Menurut Bobby, persoalan ini tidak cukup diselesaikan hanya dengan pencabutan izin. Ia menilai perlu ada penelusuran lebih lanjut terhadap pihak yang menerbitkan izin sejak awal, termasuk jajaran pemerintah daerah di bawah kepemimpinan Syah Afandin.
“Kalau sekarang izinnya dicabut, artinya dulu pernah diberikan. Kenapa bisa terbit? Itu yang harus dijelaskan, jangan seolah tidak tahu,” ujar Bobby usai menghadiri Sidang Paripurna Istimewa Hari Ulang Tahun ke-78 Sumatera Utara di Kantor DPRD Sumut, Jalan Imam Bonjol, Rabu (15/4).
Ia menegaskan tidak ada ruang toleransi bagi pelanggaran, apalagi jika usaha tersebut masih beroperasi setelah izin resmi dicabut.

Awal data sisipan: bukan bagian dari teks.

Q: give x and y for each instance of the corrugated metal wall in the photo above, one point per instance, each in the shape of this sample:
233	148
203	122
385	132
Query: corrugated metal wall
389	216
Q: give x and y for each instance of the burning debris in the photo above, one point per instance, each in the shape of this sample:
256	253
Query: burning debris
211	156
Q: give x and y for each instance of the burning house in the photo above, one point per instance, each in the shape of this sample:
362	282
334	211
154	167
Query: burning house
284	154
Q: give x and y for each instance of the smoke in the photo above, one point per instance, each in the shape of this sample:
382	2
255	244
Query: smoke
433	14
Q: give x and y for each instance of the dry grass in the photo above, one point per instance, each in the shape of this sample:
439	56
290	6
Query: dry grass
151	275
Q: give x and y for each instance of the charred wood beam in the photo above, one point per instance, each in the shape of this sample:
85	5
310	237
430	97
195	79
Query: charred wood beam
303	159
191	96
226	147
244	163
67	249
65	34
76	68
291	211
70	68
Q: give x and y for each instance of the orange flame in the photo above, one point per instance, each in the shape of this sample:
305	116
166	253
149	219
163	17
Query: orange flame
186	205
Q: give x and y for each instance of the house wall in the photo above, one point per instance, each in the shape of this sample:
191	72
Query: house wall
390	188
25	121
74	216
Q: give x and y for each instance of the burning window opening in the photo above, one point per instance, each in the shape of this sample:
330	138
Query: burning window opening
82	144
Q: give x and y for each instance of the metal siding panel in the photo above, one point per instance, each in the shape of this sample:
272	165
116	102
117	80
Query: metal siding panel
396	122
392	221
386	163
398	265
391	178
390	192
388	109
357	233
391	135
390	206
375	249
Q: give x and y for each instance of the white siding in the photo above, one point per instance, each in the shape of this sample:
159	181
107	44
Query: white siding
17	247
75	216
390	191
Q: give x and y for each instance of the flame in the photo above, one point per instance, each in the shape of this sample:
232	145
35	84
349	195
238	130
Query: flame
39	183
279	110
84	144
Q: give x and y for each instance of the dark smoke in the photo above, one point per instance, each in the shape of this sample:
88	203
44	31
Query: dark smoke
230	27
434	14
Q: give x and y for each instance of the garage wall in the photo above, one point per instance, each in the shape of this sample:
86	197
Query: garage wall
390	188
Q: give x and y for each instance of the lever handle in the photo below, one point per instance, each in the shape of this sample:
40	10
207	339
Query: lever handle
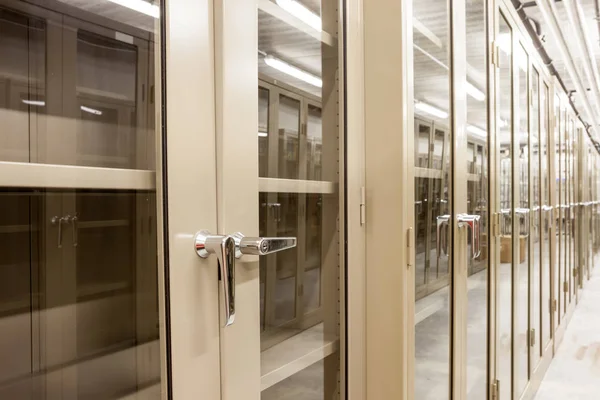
523	214
260	246
56	220
74	222
442	236
223	247
472	222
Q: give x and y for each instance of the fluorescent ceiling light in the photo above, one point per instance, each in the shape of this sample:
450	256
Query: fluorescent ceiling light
39	103
477	131
301	12
293	71
474	92
429	109
91	110
140	6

“Jangan main-main. Kesempatan sekecil apa pun tidak boleh diberikan, apalagi izinnya sudah tidak berlaku,” katanya.
Bobby juga menyoroti adanya dugaan perubahan fungsi izin, yang awalnya disebut untuk restoran tetapi digunakan sebagai diskotek. Ia menilai pengawasan dari aparat pemerintah seharusnya dilakukan secara menyeluruh hingga ke lapisan terbawah.

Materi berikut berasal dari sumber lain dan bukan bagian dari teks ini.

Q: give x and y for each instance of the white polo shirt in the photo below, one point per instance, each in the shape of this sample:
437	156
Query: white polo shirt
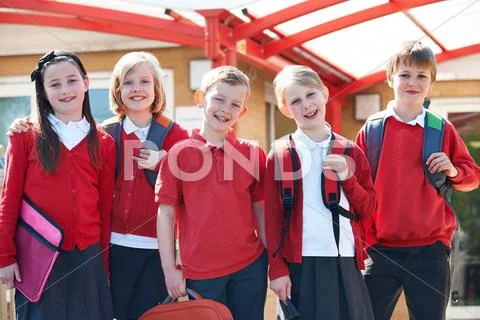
317	237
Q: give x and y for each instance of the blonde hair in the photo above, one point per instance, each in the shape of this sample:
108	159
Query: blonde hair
300	75
226	74
120	71
412	53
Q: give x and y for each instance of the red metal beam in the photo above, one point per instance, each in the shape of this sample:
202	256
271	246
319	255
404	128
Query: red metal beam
380	76
103	14
427	32
278	46
308	57
251	28
178	17
98	26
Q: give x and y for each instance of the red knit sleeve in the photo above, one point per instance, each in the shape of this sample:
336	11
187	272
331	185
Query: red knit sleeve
468	177
16	167
274	221
258	189
359	187
105	192
168	188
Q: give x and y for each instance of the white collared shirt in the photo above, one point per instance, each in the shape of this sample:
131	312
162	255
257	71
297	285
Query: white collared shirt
317	236
133	240
72	133
390	112
130	127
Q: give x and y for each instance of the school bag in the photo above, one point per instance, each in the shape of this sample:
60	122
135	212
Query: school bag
159	128
286	173
434	128
196	308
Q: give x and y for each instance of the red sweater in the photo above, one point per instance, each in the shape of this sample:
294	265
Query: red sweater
361	196
410	210
214	194
77	196
134	207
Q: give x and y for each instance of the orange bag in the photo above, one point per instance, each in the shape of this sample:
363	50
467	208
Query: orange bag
196	308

Selain itu, ia mengingatkan agar instansi terkait tidak saling melempar tanggung jawab saat persoalan mencuat ke publik. Ia meminta pihak yang berwenang segera mengambil langkah konkret tanpa menunggu situasi semakin besar.
Dalam kesempatan tersebut, Bobby juga menegaskan bahwa penindakan terhadap bangunan atau usaha ilegal merupakan tanggung jawab pemerintah kabupaten/kota. Ia meminta kepala daerah setempat bertindak cepat tanpa harus menunggu intervensi dari pemerintah provinsi.

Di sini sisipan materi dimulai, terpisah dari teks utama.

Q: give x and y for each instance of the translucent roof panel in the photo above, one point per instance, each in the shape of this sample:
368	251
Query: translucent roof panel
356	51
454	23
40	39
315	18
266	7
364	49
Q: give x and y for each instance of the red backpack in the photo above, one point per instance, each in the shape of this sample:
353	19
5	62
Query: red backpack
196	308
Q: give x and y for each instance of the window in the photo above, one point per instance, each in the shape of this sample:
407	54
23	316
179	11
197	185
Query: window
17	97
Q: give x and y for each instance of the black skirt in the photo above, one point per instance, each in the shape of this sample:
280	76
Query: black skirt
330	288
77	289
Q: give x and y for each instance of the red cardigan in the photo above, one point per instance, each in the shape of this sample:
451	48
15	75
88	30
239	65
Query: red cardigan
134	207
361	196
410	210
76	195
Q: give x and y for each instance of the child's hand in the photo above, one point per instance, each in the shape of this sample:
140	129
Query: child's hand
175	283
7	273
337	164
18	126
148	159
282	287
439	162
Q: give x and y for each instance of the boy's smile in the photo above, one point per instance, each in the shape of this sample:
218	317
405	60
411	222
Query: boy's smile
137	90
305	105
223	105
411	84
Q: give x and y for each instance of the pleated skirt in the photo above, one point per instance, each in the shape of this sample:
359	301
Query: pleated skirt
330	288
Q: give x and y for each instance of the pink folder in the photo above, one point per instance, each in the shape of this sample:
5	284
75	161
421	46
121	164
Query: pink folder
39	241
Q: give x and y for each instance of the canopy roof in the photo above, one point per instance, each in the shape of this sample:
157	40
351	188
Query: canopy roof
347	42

“Kalau ada pelanggaran di daerah, bupati atau wali kota harus jadi yang pertama bergerak. Tidak semuanya harus menunggu provinsi,” tegasnya.
Ia turut menyoroti peran Satuan Polisi Pamong Praja (Satpol PP) agar tidak hanya melakukan pendataan administratif, tetapi langsung mengambil tindakan setelah izin dicabut.
“Kalau izinnya sudah dicabut, harus langsung ditindak. Jangan hanya didata tanpa langkah nyata,” pungkasnya.